Arc Forumnew | comments | leaders | submitlogin
Using Arc to decode Venter's secret DNA code (arcfn.com)
8 points by kens 5290 days ago | 2 comments


4 points by rocketnia 5289 days ago | link

Performance: for the sorts of exploratory programming I do, performance is important. For instance, one thing I did when trying to figure out the code was match all substrings of one watermark against another, to see if there were commonalities. This is O(N^3) and was tolerably fast in Python, but Arc would be too painful.

Here's a take on it. It isn't so painful, probably because it only takes about O(N^2) time. :)

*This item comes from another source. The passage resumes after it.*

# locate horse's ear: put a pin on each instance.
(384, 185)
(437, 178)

  (def commonalities-at (a b bstart (o threshold 1))
    (accum acc
      (withs (stop (min len.a (- len.b bstart))
              run 0
              bank [do (unless (< run threshold)
                         (acc:list run (- _ run)))
                       (= run 0)])
        (when (< stop 0) (err "The start index was out of range."))
        (for i 0 (- stop 1)
          (if (is a.i (b:+ bstart i))
            ++.run
            bank.i))
        bank.stop)))
  
  (def commonalities (a b (o threshold 1))
    (accum acc
      (forlen bstart b
        (each (run offset) (commonalities-at a b bstart threshold)
          (acc:list run offset (+ bstart offset))))))
  
  (def show-top-commonalities (a b number-to-show (o threshold 1))
    (each (run astart bstart) (firstn number-to-show
                                (sort (fn (a b) (> a.0 b.0))
                                      (commonalities a b threshold)))
      (pr "matched " run " chars at " astart " and " bstart ": ")
      (write:cut a astart (+ astart run))
      (pr "=")
      (write:cut b bstart (+ bstart run))
      (prn)))
-

  arc> (show-top-commonalities w1 w1 10 10)
  matched 1038 chars at 0 and 0: [snip]
  matched 27 chars at 561 and 852: "CGGTAGATATCACTATAAGGCCCAGGA"="CGGTAGATATCACTATAAGGCCCAGGA"
  matched 24 chars at 621 and 927: "GTTTTTTTGCTGCGACGTCTATAC"="GTTTTTTTGCTGCGACGTCTATAC"
  matched 22 chars at 393 and 411: "TCATGACAAAACAGCCGGTCAT"="TCATGACAAAACAGCCGGTCAT"
  matched 18 chars at 447 and 504: "TGACTGTGAAACTAAAGC"="TGACTGTGAAACTAAAGC"
  matched 18 chars at 429 and 528: "TCATAATAGATTAGCCGG"="TCATAATAGATTAGCCGG"
  matched 18 chars at 546 and 1002: "AGTCGTATTCATAGCCGG"="AGTCGTATTCATAGCCGG"
  matched 16 chars at 677 and 971: "GCGGCACTAGAGCCGG"="GCGGCACTAGAGCCGG"
  matched 15 chars at 620 and 665: "AGTTTTTTTGCTGCG"="AGTTTTTTTGCTGCG"
  matched 15 chars at 318 and 465: "TACTAATGCCGTCAA"="TACTAATGCCGTCAA"
  nil
  arc> (do1 nil (time:commonalities w1 w1 10))
  time: 2494 msec.
  nil
  arc> (do1 nil (time:commonalities w1 w1))
  time: 4657 msec.
  nil
-

  arc> (show-top-commonalities w1 w2 10 10)
  matched 11 chars at 339 and 390: "GCTGTGATACT"="GCTGTGATACT"
  matched 10 chars at 799 and 843: "TAGCAATAAG"="TAGCAATAAG"
  matched 10 chars at 318 and 456: "TACTAATGCC"="TACTAATGCC"
  matched 10 chars at 338 and 575: "TGCTGTGATA"="TGCTGTGATA"
  matched 10 chars at 69 and 768: "TGATAAATAA"="TGATAAATAA"
  nil
  arc> (do1 nil (time:commonalities w1 w2 10))
  time: 1622 msec.
  nil
  arc> (do1 nil (time:commonalities w1 w2))
  time: 3264 msec.
  nil
To summarize, I started off in Arc, switched to Python when I realized it would take me way too long to figure out the DNA code using Arc, and then went back to Arc for this writeup after I figured out what I wanted to do. In other words, Python was much better for the exploratory part.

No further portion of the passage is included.